Left ventricular adverse remodelling

From the 65 patients who were followed up, 18 (28%) developed LVR. Characteristics of patients with and without LVR are summarized in Table 1. Troponin and CPK peak were significantly higher in patients with LVR vs. patients without LVR (P ≤ 0.02). After angioplasty, a less improvement was seen in patients with LVR when compared with patients without LVR, for sum ST2 (P < 0.01), but not for ≥70% ST resolution (P = 0.16). The only angiographic parameters which showed a significant difference between patients with and without LVR were the initial angiographic TIMI flow grade, more severely impaired in the former group, and thromboaspiration, less frequently used in the latter group (all P < 0.01).

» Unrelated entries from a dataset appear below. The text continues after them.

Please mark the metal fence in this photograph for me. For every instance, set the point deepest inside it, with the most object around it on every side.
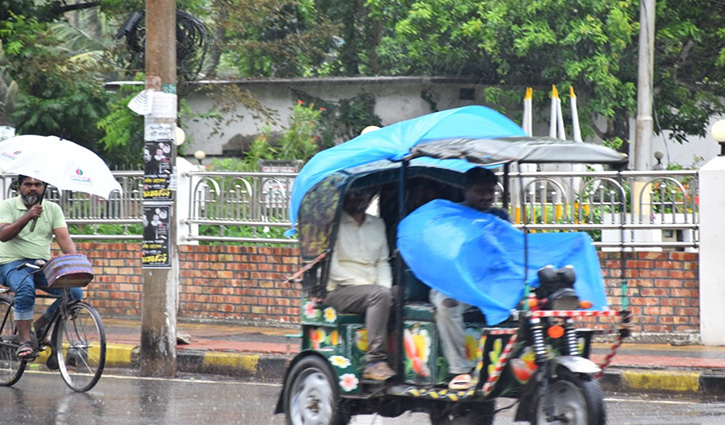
(635, 210)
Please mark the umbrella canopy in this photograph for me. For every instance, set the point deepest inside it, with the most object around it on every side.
(395, 141)
(60, 162)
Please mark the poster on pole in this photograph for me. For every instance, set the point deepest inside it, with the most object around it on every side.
(156, 236)
(158, 170)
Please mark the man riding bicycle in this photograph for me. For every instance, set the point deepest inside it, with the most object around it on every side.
(27, 226)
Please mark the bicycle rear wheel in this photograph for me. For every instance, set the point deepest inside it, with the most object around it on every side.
(11, 367)
(80, 346)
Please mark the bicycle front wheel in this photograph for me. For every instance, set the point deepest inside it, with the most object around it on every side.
(80, 346)
(11, 367)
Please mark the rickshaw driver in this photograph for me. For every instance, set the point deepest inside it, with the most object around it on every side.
(478, 193)
(361, 278)
(18, 245)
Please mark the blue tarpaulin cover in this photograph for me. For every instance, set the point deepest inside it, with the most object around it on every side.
(395, 141)
(478, 258)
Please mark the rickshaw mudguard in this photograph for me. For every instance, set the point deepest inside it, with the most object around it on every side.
(347, 377)
(574, 364)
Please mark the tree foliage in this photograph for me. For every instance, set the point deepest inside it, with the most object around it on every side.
(590, 45)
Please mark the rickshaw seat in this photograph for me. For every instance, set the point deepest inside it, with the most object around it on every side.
(415, 290)
(416, 305)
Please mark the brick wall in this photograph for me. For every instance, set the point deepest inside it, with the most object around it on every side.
(246, 283)
(664, 293)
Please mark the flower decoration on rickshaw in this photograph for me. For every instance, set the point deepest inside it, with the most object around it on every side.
(349, 382)
(524, 366)
(417, 350)
(471, 340)
(330, 315)
(340, 361)
(310, 310)
(361, 339)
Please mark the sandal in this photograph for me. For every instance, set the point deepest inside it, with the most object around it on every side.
(26, 351)
(461, 382)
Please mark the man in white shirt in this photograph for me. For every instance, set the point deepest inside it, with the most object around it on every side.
(360, 278)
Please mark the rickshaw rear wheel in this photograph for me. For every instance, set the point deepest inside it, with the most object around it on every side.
(577, 400)
(481, 413)
(312, 394)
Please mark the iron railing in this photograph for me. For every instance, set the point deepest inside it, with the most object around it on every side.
(632, 209)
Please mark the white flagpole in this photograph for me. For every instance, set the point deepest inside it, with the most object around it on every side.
(552, 117)
(561, 133)
(575, 117)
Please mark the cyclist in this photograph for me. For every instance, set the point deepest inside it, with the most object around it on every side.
(27, 226)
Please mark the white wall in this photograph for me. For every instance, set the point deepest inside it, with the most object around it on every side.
(397, 99)
(712, 252)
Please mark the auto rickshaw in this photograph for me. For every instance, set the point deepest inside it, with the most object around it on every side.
(528, 348)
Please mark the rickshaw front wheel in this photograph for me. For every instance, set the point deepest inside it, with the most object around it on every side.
(576, 399)
(311, 394)
(482, 413)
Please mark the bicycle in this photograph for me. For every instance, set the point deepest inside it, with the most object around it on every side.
(78, 338)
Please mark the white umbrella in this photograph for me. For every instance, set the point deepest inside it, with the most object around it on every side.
(60, 162)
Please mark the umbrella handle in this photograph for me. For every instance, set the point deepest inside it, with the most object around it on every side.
(35, 220)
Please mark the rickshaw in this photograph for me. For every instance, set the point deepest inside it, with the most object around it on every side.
(526, 344)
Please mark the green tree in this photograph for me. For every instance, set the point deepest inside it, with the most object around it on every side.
(58, 93)
(588, 44)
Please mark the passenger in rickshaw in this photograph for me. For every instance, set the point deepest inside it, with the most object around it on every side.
(360, 278)
(478, 193)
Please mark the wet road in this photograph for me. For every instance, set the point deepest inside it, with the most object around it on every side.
(43, 398)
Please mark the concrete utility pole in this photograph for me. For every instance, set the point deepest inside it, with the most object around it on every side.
(645, 123)
(160, 263)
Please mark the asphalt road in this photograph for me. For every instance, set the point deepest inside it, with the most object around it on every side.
(43, 398)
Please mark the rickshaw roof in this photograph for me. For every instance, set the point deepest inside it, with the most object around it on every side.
(394, 142)
(538, 150)
(454, 140)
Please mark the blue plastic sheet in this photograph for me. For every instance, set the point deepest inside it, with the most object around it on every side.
(478, 258)
(394, 142)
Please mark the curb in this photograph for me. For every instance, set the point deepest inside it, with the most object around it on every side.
(273, 367)
(664, 381)
(261, 367)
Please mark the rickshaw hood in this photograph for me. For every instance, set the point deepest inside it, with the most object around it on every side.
(395, 141)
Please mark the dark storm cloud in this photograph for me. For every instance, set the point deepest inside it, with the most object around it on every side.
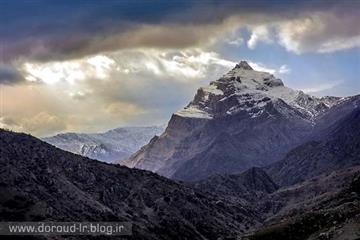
(46, 30)
(9, 75)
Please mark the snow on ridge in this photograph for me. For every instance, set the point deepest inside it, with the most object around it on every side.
(250, 87)
(193, 112)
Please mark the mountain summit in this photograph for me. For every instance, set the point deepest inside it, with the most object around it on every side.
(243, 65)
(244, 119)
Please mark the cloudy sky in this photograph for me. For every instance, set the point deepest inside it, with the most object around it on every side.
(89, 66)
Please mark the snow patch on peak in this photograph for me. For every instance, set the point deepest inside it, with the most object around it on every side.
(212, 89)
(193, 112)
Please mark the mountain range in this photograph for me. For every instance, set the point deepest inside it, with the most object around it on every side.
(244, 119)
(110, 146)
(247, 159)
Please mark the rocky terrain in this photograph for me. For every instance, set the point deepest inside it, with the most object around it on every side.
(110, 146)
(39, 182)
(42, 183)
(338, 148)
(244, 119)
(249, 159)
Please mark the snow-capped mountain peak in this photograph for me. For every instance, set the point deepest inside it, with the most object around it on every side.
(247, 90)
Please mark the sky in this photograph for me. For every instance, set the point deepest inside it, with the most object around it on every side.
(90, 66)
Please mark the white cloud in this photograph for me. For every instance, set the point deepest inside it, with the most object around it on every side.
(236, 42)
(259, 34)
(261, 67)
(321, 87)
(284, 69)
(320, 32)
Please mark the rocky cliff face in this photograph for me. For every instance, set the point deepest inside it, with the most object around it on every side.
(110, 146)
(336, 147)
(244, 119)
(39, 182)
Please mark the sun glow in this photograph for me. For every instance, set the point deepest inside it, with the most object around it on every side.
(69, 71)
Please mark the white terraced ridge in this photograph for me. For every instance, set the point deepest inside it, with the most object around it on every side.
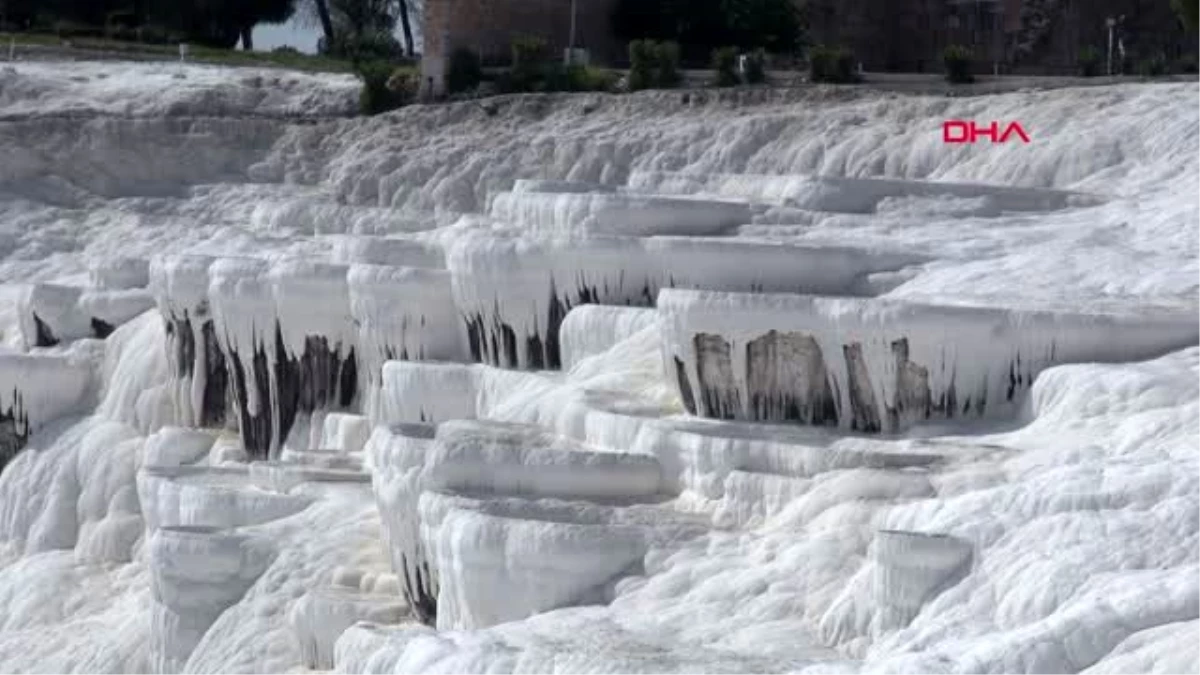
(507, 477)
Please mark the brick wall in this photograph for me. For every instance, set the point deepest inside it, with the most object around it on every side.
(489, 27)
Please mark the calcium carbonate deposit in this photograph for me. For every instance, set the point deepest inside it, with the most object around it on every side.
(768, 381)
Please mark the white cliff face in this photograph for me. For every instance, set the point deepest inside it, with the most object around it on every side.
(598, 384)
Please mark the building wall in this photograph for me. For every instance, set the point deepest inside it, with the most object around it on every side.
(489, 27)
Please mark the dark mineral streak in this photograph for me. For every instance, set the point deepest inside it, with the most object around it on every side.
(789, 381)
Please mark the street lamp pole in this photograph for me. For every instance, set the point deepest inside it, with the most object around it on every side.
(1111, 23)
(574, 21)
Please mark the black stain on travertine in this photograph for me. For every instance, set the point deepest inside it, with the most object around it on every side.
(689, 399)
(420, 589)
(789, 381)
(101, 328)
(45, 336)
(13, 429)
(185, 352)
(256, 426)
(498, 344)
(714, 369)
(912, 400)
(322, 377)
(216, 378)
(863, 408)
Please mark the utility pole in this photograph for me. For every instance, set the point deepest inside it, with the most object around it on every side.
(570, 43)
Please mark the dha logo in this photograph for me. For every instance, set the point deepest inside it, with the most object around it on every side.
(959, 131)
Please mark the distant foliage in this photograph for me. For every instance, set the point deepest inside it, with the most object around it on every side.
(580, 78)
(667, 55)
(653, 65)
(363, 48)
(756, 67)
(531, 59)
(384, 87)
(534, 70)
(1155, 66)
(466, 71)
(1090, 61)
(832, 65)
(1188, 12)
(725, 63)
(700, 27)
(642, 55)
(958, 64)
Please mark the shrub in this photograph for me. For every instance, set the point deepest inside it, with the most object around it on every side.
(72, 29)
(154, 35)
(531, 58)
(642, 58)
(364, 48)
(466, 71)
(1090, 61)
(405, 84)
(579, 78)
(832, 65)
(1153, 66)
(653, 65)
(725, 63)
(378, 94)
(756, 67)
(958, 64)
(667, 60)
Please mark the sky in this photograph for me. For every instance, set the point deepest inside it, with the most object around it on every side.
(292, 34)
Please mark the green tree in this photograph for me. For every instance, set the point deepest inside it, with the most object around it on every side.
(1188, 12)
(702, 25)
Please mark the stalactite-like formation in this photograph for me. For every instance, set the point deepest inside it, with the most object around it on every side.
(767, 357)
(13, 429)
(789, 381)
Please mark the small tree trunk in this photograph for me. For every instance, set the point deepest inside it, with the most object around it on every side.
(407, 25)
(327, 23)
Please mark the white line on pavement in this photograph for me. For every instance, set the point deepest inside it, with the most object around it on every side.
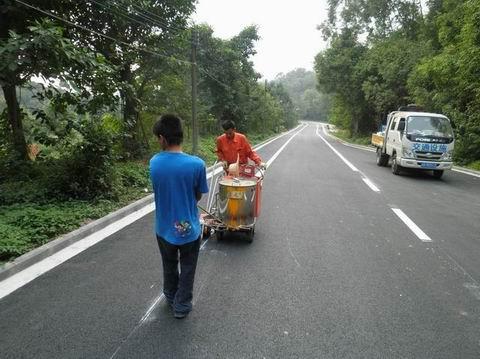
(466, 172)
(18, 280)
(348, 163)
(410, 224)
(370, 184)
(269, 162)
(365, 179)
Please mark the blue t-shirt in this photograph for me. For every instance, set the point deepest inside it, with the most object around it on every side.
(176, 177)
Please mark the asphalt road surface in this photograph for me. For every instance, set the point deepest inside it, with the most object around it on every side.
(348, 261)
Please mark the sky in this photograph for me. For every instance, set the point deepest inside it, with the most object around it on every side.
(289, 38)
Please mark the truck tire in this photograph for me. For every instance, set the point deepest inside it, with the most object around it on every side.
(382, 158)
(396, 168)
(438, 174)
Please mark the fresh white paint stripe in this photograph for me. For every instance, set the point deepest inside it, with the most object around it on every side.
(466, 172)
(18, 280)
(370, 184)
(347, 162)
(275, 138)
(410, 224)
(269, 162)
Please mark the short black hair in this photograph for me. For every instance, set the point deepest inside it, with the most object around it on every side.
(169, 126)
(228, 124)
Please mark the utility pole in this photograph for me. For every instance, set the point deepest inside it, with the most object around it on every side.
(194, 93)
(264, 117)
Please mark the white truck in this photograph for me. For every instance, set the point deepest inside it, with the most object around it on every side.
(415, 139)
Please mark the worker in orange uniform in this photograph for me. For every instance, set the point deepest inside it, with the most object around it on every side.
(232, 144)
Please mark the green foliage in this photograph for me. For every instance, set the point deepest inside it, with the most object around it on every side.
(24, 227)
(449, 82)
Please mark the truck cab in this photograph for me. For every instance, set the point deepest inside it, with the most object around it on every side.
(419, 140)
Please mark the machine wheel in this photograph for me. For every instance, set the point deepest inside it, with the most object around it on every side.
(438, 173)
(396, 168)
(382, 158)
(250, 235)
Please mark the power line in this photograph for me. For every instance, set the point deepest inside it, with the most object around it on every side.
(171, 58)
(156, 17)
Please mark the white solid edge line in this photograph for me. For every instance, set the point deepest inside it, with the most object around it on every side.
(275, 138)
(25, 276)
(276, 154)
(466, 172)
(370, 184)
(19, 279)
(410, 224)
(347, 162)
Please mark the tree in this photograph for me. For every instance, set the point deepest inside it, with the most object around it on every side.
(29, 46)
(140, 39)
(336, 75)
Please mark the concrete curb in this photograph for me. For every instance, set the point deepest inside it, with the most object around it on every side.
(36, 255)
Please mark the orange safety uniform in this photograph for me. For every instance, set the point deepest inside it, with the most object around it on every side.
(227, 149)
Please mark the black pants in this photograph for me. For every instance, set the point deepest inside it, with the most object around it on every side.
(178, 287)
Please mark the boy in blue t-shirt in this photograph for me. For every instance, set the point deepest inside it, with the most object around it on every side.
(179, 180)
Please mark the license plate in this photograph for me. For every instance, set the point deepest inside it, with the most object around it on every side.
(428, 165)
(235, 195)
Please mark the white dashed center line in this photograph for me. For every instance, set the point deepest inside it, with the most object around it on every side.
(410, 224)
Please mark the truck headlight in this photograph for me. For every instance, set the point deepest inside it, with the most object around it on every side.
(408, 153)
(447, 156)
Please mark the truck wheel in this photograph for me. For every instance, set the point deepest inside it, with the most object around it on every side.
(395, 166)
(438, 173)
(382, 158)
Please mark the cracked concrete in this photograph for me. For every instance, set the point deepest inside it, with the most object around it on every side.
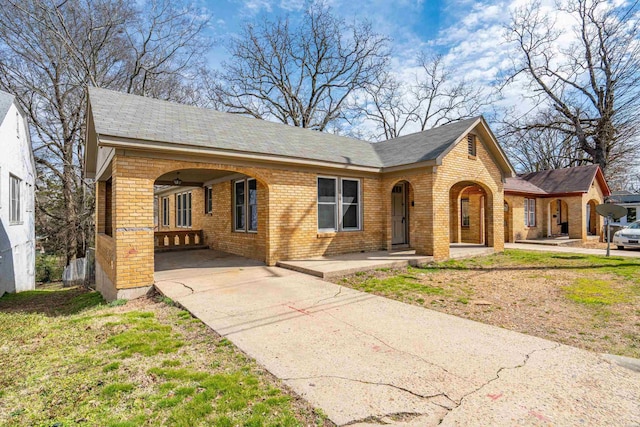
(370, 361)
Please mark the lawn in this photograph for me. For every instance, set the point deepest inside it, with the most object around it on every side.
(585, 301)
(69, 359)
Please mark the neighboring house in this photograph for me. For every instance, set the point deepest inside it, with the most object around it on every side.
(557, 202)
(17, 180)
(629, 201)
(273, 192)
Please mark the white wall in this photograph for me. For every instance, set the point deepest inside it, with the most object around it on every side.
(17, 241)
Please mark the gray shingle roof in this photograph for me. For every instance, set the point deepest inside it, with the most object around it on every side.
(568, 180)
(6, 100)
(137, 117)
(123, 115)
(421, 146)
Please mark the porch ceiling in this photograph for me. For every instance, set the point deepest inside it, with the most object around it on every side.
(192, 176)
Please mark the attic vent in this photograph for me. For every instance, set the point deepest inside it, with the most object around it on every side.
(471, 144)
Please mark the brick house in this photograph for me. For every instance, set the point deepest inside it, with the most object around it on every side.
(272, 192)
(559, 202)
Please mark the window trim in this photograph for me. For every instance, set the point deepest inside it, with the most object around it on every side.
(528, 211)
(463, 202)
(472, 145)
(165, 212)
(338, 209)
(17, 210)
(208, 199)
(246, 206)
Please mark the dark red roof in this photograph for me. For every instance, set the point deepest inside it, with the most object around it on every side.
(558, 181)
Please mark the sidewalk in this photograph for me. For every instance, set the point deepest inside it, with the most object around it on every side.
(630, 253)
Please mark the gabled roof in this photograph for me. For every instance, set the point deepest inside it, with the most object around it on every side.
(624, 198)
(518, 185)
(148, 121)
(558, 181)
(6, 100)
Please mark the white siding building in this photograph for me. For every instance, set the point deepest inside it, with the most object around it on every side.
(17, 185)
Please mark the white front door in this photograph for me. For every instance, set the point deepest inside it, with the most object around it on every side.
(398, 216)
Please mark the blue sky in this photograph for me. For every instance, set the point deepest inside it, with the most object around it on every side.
(412, 24)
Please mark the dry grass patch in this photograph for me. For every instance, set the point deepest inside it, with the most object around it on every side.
(68, 359)
(585, 301)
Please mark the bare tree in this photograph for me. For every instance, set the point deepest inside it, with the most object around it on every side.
(51, 51)
(300, 75)
(590, 85)
(433, 98)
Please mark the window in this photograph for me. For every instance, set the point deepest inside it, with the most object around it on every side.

Table 2 summarizes the cardiac drugs taken at follow-up. No significant difference was seen between patients with and without LVR, except aldosterone antagonists more frequently used in the former group. Regarding the acute echocardiography–Doppler parameters, no significant difference was seen between patients with and without LVR for ESV, EDV, LVEF, DTE, and E/Ea, at the acute phase (all P = NS) (Table 3). However, patients with LVR had, at the acute phase, worse regional wall motion abnormalities (WMSI and IZWMSI, all P < 0.01). Not surprisingly, patients with LVR at follow-up had a worse LVEF, EDV, ESV, WMSI, and IZWMSI, when compared with patients without LVR, with a mean per cent change of ESV of +39 vs. −29% (all P < 0.001). Furthermore, the former group had a more severely impaired diastolic function at follow-up (Table 4). Adenosine infusion was well tolerated and CFR was successfully performed in all patients with a mean value at the acute phase of 1.82 ± 0.52. The acute CFR was significantly more severely impaired in patients with LVR compared with patients without LVR (P < 0.01). The hyperaemic flow velocity was slightly but not significantly lower in patients with LVR when compared with patients without LVR. In contrast, the baseline flow velocity was significantly higher in the former group (Table 3). The proportion of a no-reflow pattern was of borderline significance between groups (P = 0.12).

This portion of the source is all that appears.